Ces enfants étant mineurs lors du transfert de leur contrat d’assurance-vie auprès de B*Capital, M. [D] [V] a rempli en leur nom les documents contractuels.
Dans chacun des contrats, M. [V] a coché la case « Gestion conseillée ». Y figure les mentions suivantes :
« Le souscripteur reconnaît avoir pleine connaissance de l’étendue des risques financiers pouvant découler de l’exécution des opérations. En effet, la valeur de rachat en euros du capital constitué sur les supports varie à la hausse comme à la baisse dans les mêmes proportions que celles des supports correspondants. »
« Le souscripteur prend acte que la compagnie Arcalis ne s’engage que sur le nombre d’unités de compte, mais par sur leur valeur et leur cours de change, la valeur des unités de compte, qui reflète la valeur d’actifs sous-jacents, n’est pas garantie pais est sujette à des fluctuations à la hausse ou à la baisse dépendant en particulier de l’évolution des marchés financiers ».
Aux termes du document intitulé « Mieux vous connaître », signé par M. [V] le 21 décembre 2009, ce dernier a coché, au paragraphe « Valoriser votre capital » au titre de l'«Horizon d’investissement », la case « Supérieur à 8 ans », au titre du « Niveau de risque accepté », la case « Elevé » et au paragraphe « Investir en bourse » au titre d « A horizon de : », la case « Supérieur à 2 ans » et au titre du « Niveau de risque accepté », la case « Maximum ».
Aucune pièce produite n’établit que des interventions sur le MONEM aient été réalisées de sorte que la société B*Capital n’était pas tenue de fournir aux contractants une information spécifique sur le MONEP.

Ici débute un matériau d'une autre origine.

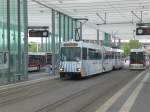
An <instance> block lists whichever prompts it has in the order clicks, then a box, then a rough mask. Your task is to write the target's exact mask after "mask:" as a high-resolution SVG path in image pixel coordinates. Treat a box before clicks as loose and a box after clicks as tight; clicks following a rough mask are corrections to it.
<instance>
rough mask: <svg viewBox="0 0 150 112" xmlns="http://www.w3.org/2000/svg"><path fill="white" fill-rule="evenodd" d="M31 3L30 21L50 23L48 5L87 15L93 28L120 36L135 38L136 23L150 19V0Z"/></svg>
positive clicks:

Ainsi, les demandes de souscription des contrats d’assurance-vie qui contenaient suffisamment d’explications pour une personne normalement attentive faisant clairement apparaître l’affectation des versements sur un support d’unités de compte dont la valeur fluctue en fonction de l’évolution des marchés financiers et les risques inhérents à de telles souscriptions font ressortir que les opérations en cause, à savoir des investissements sur des actions, obligations et OPVCM, ne présentaient pas de caractère spéculatif ce dont il résulte que la banque n’était pas tenue à un devoir de mise en garde.
Monsieur [J] [V], Madame [H] [V] et Monsieur [N] [V] seront dès lors déboutés de leur demande d’indemnisation.

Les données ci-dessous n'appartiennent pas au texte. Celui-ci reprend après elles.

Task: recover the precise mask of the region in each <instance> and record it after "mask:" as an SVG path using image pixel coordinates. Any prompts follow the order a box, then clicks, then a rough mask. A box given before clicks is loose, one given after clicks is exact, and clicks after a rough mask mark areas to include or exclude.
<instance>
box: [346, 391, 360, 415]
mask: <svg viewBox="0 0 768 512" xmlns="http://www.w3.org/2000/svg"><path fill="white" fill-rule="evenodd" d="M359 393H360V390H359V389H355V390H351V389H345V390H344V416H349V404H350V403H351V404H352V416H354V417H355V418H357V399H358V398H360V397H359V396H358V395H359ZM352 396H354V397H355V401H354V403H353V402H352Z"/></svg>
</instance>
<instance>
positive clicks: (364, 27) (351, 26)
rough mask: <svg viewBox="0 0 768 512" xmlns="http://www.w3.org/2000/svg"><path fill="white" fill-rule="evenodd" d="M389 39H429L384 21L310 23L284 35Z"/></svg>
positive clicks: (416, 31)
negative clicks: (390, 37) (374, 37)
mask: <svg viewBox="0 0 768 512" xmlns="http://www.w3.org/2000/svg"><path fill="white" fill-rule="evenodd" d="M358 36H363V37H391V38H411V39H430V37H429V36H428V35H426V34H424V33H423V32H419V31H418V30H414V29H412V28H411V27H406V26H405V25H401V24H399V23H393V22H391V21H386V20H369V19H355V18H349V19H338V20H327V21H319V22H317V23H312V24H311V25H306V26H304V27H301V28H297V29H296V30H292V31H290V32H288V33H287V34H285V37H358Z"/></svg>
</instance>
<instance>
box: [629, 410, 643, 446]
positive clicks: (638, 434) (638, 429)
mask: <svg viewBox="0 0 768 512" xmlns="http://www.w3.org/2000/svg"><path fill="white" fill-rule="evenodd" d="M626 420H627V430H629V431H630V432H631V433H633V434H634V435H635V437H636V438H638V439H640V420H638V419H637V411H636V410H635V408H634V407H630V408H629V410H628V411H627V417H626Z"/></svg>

Sur les dépens et l’article 700 du code de procédure civile
La société Kemica Coatings et les consorts [V]-[E], étant parties perdantes nonobstant l’accueil partiel de leur appel, le jugement entrepris sera confirmé en ses dispositions relatives aux dépens et à l’article 700 du code de procédure civile ;
Les appelants seront condamnés aux dépens d’appel, déboutés de leur demande d’indemnité de procédure et condamnés in solidum, sur ce même fondement, à payer à la société intimée la somme de 4 000 euros.
PAR CES MOTIFS,
La Cour,
Infirme le jugement entrepris en ce qu’il a déclaré irrecevables Mme [M] [E], M. [J] [V], Mme [H] [V] et M. [N] [V] en toutes leurs demandes indemnitaires à l’égard de la société Portzamparc venant aux droits de la société B*Capital ;
Statuant à nouveau,
Déclare Mme [M] [E], M. [J] [V], Mme [H] [V] et M. [N] [V] recevables en leur action ;
Confirme le jugement pour le surplus de ses dispositions ;
Y ajoutant,
Déboute Madame [M] [E], Monsieur [J] [V], Madame [H] [V] et Monsieur [N] [V] de leurs demandes d’indemnisation ;
Condamne la société Kemica Coatings, Monsieur [D] [V], Madame [M] [E], Monsieur [J] [V], Madame [H] [V] et Monsieur [N] [V] aux dépens d’appel ;
Déboute la société Kemica Coatings, Monsieur [D] [V], Madame [M] [E], Monsieur [J] [V], Madame [H] [V] et Monsieur [N] [V] de leur demande d’indemnité de procédure ;
Condamne in solidum la société Kemica Coatings, Monsieur [D] [V], Madame [M] [E], Monsieur [J] [V], Madame [H] [V] et Monsieur [N] [V] à payer à la société Portzamparc la somme de 4 000 euros en application de l’article 700 du code de procédure civile.